フサエちゃんは、優しいボールにもかかわらず陽介が投げ込んでくるボールを中々上手く自分の所に返せない面々に、少しいら立ちを見せながら「皆、監督は下手なのは構わないからやろうとすることが大事なんだと言ってるよ!、これじゃぁ私が見たって向かって来るボールをただ行き当たりばったりで手に当ててるだけだよ!、皆頑張ろうよ!」と声をかけた。
そして9人に足りないポジションを抜かし、それぞれが各ポジションを経験したところで、「では、サーブの練習をしま~す!、以前にも言いましたが、サーブは第一試技ではなく最初の攻撃だと思って打ちましょう!、サーブは2本あります。
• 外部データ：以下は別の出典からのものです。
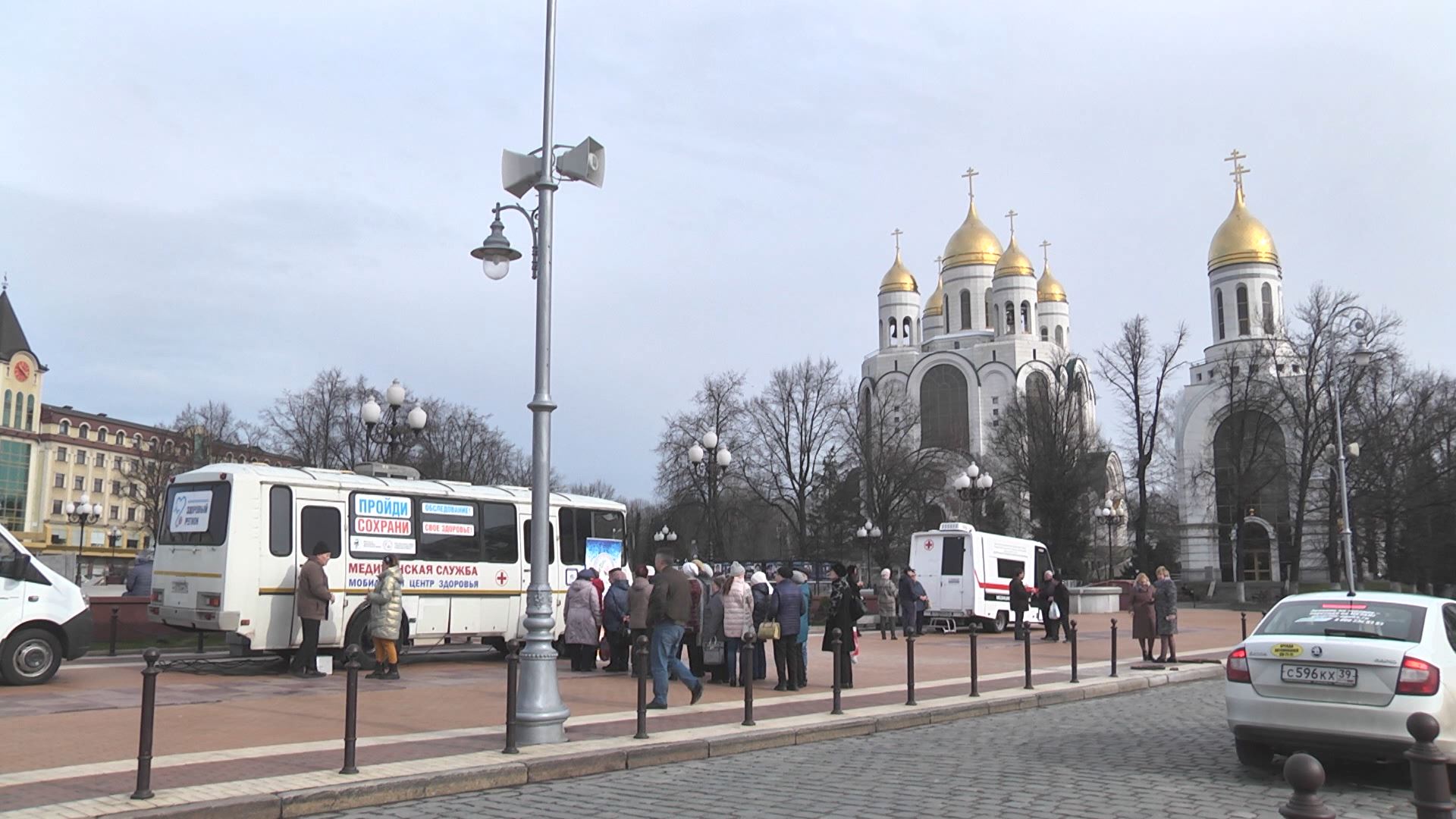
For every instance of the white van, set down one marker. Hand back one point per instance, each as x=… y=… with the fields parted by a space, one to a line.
x=232 y=539
x=967 y=575
x=44 y=617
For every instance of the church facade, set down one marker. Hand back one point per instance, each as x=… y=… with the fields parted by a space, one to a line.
x=989 y=328
x=1231 y=438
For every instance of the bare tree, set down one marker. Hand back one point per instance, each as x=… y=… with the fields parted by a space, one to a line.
x=1139 y=373
x=792 y=426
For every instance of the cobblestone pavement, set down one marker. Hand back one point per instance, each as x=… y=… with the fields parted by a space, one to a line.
x=1156 y=754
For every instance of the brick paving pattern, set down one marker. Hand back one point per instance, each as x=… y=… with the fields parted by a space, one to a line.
x=1156 y=754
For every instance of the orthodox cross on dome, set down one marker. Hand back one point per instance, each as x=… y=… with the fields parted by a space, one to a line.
x=970 y=180
x=1238 y=168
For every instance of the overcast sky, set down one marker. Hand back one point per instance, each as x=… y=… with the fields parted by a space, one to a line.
x=204 y=202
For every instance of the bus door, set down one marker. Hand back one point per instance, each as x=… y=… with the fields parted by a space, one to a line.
x=318 y=521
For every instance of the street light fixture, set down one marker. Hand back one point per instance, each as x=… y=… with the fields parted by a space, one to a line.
x=85 y=513
x=541 y=713
x=1111 y=516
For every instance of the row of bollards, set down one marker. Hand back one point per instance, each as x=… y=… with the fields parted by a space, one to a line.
x=1430 y=783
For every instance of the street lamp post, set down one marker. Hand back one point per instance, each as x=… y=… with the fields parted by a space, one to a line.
x=541 y=713
x=1111 y=516
x=702 y=466
x=1359 y=322
x=388 y=435
x=85 y=513
x=974 y=485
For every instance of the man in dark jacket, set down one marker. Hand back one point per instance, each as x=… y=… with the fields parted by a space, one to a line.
x=1019 y=602
x=667 y=613
x=312 y=601
x=615 y=617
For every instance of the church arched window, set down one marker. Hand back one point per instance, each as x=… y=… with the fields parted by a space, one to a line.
x=946 y=419
x=1269 y=309
x=1241 y=299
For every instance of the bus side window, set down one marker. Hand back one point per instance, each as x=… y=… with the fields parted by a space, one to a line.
x=498 y=532
x=321 y=523
x=280 y=522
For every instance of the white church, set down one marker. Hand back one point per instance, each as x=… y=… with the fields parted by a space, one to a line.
x=990 y=327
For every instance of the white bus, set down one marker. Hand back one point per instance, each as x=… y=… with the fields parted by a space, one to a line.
x=967 y=575
x=232 y=539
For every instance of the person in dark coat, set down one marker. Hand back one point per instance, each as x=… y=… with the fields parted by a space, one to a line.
x=615 y=615
x=1019 y=602
x=1145 y=623
x=843 y=611
x=786 y=648
x=1044 y=604
x=1165 y=610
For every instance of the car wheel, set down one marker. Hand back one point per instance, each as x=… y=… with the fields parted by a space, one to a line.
x=31 y=657
x=1253 y=754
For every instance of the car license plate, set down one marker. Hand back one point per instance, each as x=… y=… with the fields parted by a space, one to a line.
x=1320 y=675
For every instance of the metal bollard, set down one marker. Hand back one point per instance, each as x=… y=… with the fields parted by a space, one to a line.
x=351 y=707
x=513 y=682
x=976 y=670
x=1072 y=637
x=747 y=678
x=910 y=670
x=1305 y=774
x=1430 y=786
x=149 y=711
x=639 y=651
x=836 y=645
x=1025 y=640
x=1114 y=648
1本目は速くて低くてエンドラインまで届くようなサーブを打てるように頑張りましょう!、もし1本目をミスしたら2本目は必ず相手コートに入るサーブを打ちましょう。決して2本ともミスをしないように練習して下さい。なぜならば2本ともサーブをミスしてしまえば無条件に相手に1点を与えることになってしまうからです。試合だと思ってサーブを練習して下さい。これから暫くの間は、普段の練習でも、練習試合前でも、公式戦前でもそういう気構えで練習をして下さい。」と言った。
陽介は当面、サーブのミスによって無条件に相手に点数を与えてしまうことを避けるよう、とにかく2本ともサーブをミスしないことを意識させようと、考えたからだ。
練習時間が残り少なくないのを確認した陽介は、「今から3分サーブを打ちます!」と言って自前の笛を吹いた。
しかし、始まったばかりの陽介の練習で、その日のうちに成果など出るはずもないことは陽介も織り込み済みだったが、それにしても弱小ママさんバレーボールチームのSIEGのサーブは、酷かった。
そして陽介は、練習終了時間10分前に全員を集め「来週はパパクラブさんとの練習試合です。僕は性格上『試合』と名の付く物は例え練習試合でも負けたくありません。しかしSIEGの皆さんは今度の練習試合では例え結果が負けでも、どれだけ普段の練習の成果を出すことが出来るかを心がけて下さい。その成果が出たかどうかを計るのに一番わかりやすいのは、おそらくサーブです。是非頑張って下さい。」と言い、練習を終えた。
陽介が帰ろうと体育館を出ようとした時、フサエちゃんとイッちゃんが駆け寄って来て、「監督、今日の夕方から会えませんか?」と言って来た。
陽介は、「何時頃?、一度家に帰ってからになるから、早くても17:00ころになっちゃうよ!」と言い、さらに「僕はボールの無い所でバレーの話しはしたくないんだけど、バレーの話しなの?」と聞いた。
フサエちゃんもイッちゃんも、「はい。バレーの話しです。」と言ったので、陽介は「では、今度の練習試合の時に話しましょう!」と断ったが、フサエちゃんとイッちゃんが繰り返し頼む上に、フサエちゃんが「場所はファミレスにしようと思っていますし、なんならファミレスのお酒は私がご馳走します!」との言葉に負け、やむを得ず了解をし17:00にSIEG地元のファミレスに行くことになった。